Он улыбался все так же мило, только в глубине глаз скакали смешливые бесенята. Издевался, собака!
— А если, предположим, к вам приехал бы не секретарь горкома, вы бы никаких угрызений совести не испытывали? Вы требуете дров, а у вас во дворе кубометров пятнадцать стоит. Это же бессовестно, наконец!
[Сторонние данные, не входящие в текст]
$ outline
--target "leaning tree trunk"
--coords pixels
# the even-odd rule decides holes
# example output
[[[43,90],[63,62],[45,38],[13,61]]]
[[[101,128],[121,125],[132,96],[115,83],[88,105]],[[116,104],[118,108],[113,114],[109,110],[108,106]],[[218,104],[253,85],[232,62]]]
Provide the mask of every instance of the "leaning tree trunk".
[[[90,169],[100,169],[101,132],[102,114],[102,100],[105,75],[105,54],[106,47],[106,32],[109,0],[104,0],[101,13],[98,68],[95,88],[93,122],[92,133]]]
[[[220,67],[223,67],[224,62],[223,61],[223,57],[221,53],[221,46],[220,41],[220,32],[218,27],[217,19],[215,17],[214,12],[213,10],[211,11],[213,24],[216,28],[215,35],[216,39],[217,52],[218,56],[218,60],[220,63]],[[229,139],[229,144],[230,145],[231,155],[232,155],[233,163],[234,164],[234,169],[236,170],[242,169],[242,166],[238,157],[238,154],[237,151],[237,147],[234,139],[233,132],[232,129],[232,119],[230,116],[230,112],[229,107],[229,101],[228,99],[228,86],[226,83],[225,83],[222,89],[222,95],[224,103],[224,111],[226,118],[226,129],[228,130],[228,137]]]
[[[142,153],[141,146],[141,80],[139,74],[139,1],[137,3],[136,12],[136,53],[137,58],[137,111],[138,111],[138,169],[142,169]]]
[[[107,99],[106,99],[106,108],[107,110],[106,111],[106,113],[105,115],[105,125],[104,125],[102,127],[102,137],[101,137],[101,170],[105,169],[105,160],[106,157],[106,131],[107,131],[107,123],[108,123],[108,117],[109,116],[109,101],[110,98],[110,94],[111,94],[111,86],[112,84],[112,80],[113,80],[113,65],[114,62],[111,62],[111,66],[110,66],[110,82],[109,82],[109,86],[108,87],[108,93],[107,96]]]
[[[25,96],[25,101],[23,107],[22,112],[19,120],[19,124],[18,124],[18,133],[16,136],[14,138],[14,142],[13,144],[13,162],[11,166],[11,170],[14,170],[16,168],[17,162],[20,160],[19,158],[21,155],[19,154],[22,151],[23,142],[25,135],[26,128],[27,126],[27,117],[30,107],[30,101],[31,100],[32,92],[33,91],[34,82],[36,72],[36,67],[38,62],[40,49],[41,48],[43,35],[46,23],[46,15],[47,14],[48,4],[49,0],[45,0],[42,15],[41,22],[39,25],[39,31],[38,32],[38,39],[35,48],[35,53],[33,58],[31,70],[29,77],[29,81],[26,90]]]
Снова на мгновение в глазах Бельмесова мелькнуло острое, колючее:
— Успел, увидел? Зоркий у тебя глаз, товарищ секретарь, зоркий… Те дрова можешь не считать — я их частным образом купил. И, наконец, что — до последнего полена дожигать, что ли? Я интендант, привык с запасцем жить. Деньги заплачены — душа винтом, а вези. Разве не правильно?
— Нет, не правильно. Одно дело — дрова, другое — гражданский долг. А так все это на шантаж смахивает.
Бельмесов молча пожал плечами. Видимо, он быстро полнел от принятого им облегченного образа жизни, и новая пижама была уже мала. Пуговицы на животе стояли почти торчком.
— Шут с вами, не голосуйте! — Смыков надел шапку, повернулся и пошел к выходу. — Обойдется Советская власть и без вашего драгоценного голоса.
И сам подумал: вот это один из тех шестидесяти человек, которые сегодня не придут на избирательный участок. Интересно, сможет ли проголосовать тот шофер, который сегодня везет дрова этому хапуге? Надо будет узнать на участке.
— Бож-же ты мой, до чего мы все стали нервные! — Бельмесов догнал Смыкова и легонько придерживал за рукав. — Анатолий Васильевич, дорогой ты мой, да разве ж я сказал, что не буду голосовать? Черт с ним, с дурацким зароком. Погоди только чуток, я переоденусь, подвезешь до участка.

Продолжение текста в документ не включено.